The header should be sent from driver to workers already by spark. And
therefore in sparkshell it works.

In scala IDE, the code inside an app class. Then you need to check if the
app class is serializable.


On Tue, Sep 22, 2015 at 9:13 AM Alexis Gillain <
alexis.gill...@googlemail.com> wrote:

> As Igor said header must be available on each partition so the solution is
> broadcasting it.
>
> About the difference between repl and scala IDE, it may come from the
> sparkContext setup as REPL define one by default.
>
> 2015-09-22 8:41 GMT+08:00 Igor Berman <igor.ber...@gmail.com>:
>
>> Try to broadcasr header
>> On Sep 22, 2015 08:07, "Balaji Vijayan" <balaji.k.vija...@gmail.com>
>> wrote:
>>
>>> Howdy,
>>>
>>> I'm a relative novice at Spark/Scala and I'm puzzled by some behavior
>>> that I'm seeing in 2 of my local Spark/Scala environments (Scala for
>>> Jupyter and Scala IDE) but not the 3rd (Spark Shell).

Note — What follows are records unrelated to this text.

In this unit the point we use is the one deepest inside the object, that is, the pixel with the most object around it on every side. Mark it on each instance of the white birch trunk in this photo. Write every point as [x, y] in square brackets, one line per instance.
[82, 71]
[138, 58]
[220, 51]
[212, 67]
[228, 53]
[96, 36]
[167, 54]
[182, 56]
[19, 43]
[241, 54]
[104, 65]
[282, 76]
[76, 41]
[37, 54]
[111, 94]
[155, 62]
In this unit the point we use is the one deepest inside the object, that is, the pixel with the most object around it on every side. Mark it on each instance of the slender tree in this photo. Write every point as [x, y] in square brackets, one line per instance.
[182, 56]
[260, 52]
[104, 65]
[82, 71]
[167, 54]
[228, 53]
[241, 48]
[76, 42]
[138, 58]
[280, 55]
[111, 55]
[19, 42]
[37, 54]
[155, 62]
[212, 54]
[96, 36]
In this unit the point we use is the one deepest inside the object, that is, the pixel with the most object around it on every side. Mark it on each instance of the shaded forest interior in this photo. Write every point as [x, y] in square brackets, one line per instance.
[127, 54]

The following code
>>> throws the following stack trace error in the former 2 environments but
>>> executes successfully in the 3rd. I'm not sure how to go about
>>> troubleshooting my former 2 environments so any assistance is greatly
>>> appreciated.
>>>
>>> Code:
>>>
>>> //get file
>>> val logFile = "s3n://file"
>>> val logData  = sc.textFile(logFile)
>>> // header
>>> val header =  logData.first
>>> // filter out header
>>> val sample = logData.filter(!_.contains(header)).map {
>>>  line => line.replaceAll("['\"]","").substring(0,line.length()-1)
>>> }.takeSample(false,100,12L)
>>>
>>> Stack Trace:
>>>
>>> org.apache.spark.SparkException: Task not serializable
>>>     
>>> org.apache.spark.util.ClosureCleaner$.ensureSerializable(ClosureCleaner.scala:315)
>>>     
>>> org.apache.spark.util.ClosureCleaner$.org$apache$spark$util$ClosureCleaner$$clean(ClosureCleaner.scala:305)
>>>     org.apache.spark.util.ClosureCleaner$.clean(ClosureCleaner.scala:132)
>>>     org.apache.spark.SparkContext.clean(SparkContext.scala:1893)
>>>     org.apache.spark.rdd.RDD$$anonfun$filter$1.apply(RDD.scala:311)
>>>     org.apache.spark.rdd.RDD$$anonfun$filter$1.apply(RDD.scala:310)
>>>     
>>> org.apache.spark.rdd.RDDOperationScope$.withScope(RDDOperationScope.scala:147)
>>>     
>>> org.apache.spark.rdd.RDDOperationScope$.withScope(RDDOperationScope.scala:108)
>>>     org.apache.spark.rdd.RDD.withScope(RDD.scala:286)
>>>     org.apache.spark.rdd.RDD.filter(RDD.scala:310)
>>>     cmd6$$user$$anonfun$3.apply(Main.scala:134)
>>>     cmd6$$user$$anonfun$3.apply(Main.scala:133)
>>> java.io.NotSerializableException: org.apache.spark.SparkConf
>>> Serialization stack:
>>>     - object not serializable (class: org.apache.spark.SparkConf, value: 
>>> org.apache.spark.SparkConf@309ed441)
>>>     - field (class: cmd2$$user, name: conf, type: class 
>>> org.apache.spark.SparkConf)
>>>     - object (class cmd2$$user, cmd2$$user@75a88665)
>>>     - field (class: cmd6, name: $ref$cmd2, type: class cmd2$$user)
>>>     - object (class cmd6, cmd6@5e9e8f0b)
>>>     - field (class: cmd6$$user, name: $outer, type: class cmd6)
>>>     - object (class cmd6$$user, cmd6$$user@692f81c)
>>>     - field (class: cmd6$$user$$anonfun$3, name: $outer, type: class 
>>> cmd6$$user)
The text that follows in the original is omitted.